When run from a terminal, Mutterkey can also create this file automatically on first launch if it does not exist yet. The interactive bootstrap asks for:

  • transcriber.model_path
  • shortcut.sequence

You can update saved values later with mutterkey config set <key> <value>.

Set at least:

  • shortcut.sequence
  • transcriber.model_path

Accepted log levels:

  • DEBUG
  • INFO
  • WARNING
  • ERROR

Minimal example:

{
  "shortcut": {
    "sequence": "F8"
  },
  "transcriber": {
    "model_path": "/absolute/path/to/mutterkey-model-package",
    "language": "en",
    "translate": false,
    "threads": 0,
    "warmup_on_start": false
  }
}

See config.example.json for the full config.

Config notes:

  • transcriber.threads: 0 means auto-detect based on the local machine
  • transcriber.language accepts a Whisper language code such as en or fi, or auto for language detection
  • transcriber.model_path may point to a native Mutterkey package directory, a model.json manifest, or a legacy raw Whisper .bin file
  • invalid numeric values fall back to safe defaults and log a warning
  • invalid transcriber.language values fall back to the default and log a warning
  • empty shortcut.sequence or transcriber.model_path values fall back to defaults and log a warning
  • runtime flags such as --model-path, --shortcut, --language, --translate, --threads, and --warmup-on-start override the saved config for the current process only

4. Sanity-check the installed binary

QT_QPA_PLATFORM=offscreen ~/.local/bin/mutterkey --help

5. Start the user service

This is the recommended way to run Mutterkey.

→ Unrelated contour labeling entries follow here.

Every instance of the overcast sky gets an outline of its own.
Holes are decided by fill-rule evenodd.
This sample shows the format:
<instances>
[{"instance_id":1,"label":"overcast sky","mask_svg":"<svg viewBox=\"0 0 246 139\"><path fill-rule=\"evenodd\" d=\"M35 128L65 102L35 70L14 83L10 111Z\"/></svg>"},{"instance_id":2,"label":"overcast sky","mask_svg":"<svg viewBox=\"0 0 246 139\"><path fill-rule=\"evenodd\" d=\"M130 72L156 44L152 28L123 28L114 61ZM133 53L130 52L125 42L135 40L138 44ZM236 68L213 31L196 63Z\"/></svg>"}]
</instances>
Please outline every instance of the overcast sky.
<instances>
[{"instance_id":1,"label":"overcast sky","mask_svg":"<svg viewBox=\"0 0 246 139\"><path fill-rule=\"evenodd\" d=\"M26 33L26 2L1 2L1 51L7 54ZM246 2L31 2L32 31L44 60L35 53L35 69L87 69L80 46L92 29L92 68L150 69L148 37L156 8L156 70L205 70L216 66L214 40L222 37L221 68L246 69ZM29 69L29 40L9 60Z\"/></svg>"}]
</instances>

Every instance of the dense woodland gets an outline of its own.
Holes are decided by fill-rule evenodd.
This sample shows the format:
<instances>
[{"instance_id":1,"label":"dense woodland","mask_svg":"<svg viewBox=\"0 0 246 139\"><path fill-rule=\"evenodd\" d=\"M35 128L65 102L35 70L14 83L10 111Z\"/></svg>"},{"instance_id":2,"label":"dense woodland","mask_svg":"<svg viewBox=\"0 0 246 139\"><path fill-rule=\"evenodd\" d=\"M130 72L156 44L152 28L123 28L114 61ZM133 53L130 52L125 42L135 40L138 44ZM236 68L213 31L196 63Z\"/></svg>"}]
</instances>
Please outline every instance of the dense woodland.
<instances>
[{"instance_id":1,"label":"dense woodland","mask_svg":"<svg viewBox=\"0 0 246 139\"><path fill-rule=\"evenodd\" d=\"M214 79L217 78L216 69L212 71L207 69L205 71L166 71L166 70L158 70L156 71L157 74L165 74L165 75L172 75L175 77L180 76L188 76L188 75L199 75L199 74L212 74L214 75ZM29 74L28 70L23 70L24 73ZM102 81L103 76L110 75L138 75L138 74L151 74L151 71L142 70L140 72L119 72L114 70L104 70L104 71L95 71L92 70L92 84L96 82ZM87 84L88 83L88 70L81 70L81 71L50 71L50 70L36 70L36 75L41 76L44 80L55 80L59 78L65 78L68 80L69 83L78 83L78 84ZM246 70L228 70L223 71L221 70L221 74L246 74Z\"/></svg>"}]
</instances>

mkdir -p ~/.config/systemd/user
cp contrib/mutterkey.service ~/.config/systemd/user/mutterkey.service
systemctl --user daemon-reload
systemctl --user enable --now mutterkey.service

The default service file assumes:

  • installed binary at %h/.local/bin/mutterkey
  • config file at %h/.config/mutterkey/config.json

If your paths differ, edit contrib/mutterkey.service before enabling it. If the config file does not exist, the service will fail fast and instruct you to run mutterkey config init from a terminal first.

6. Use the hotkey

  1. hold the configured shortcut
  2. speak
  3. release the shortcut
  4. paste with Ctrl+V

Optional validation commands:

~/.local/bin/mutterkey once 4
~/.local/bin/mutterkey diagnose 10
~/.local/bin/mutterkey diagnose 10 invoke

Notes:

  • once and diagnose require a positive duration in seconds
  • once also requires microphone access and a valid model path

Run As Service

The template unit is contrib/mutterkey.service.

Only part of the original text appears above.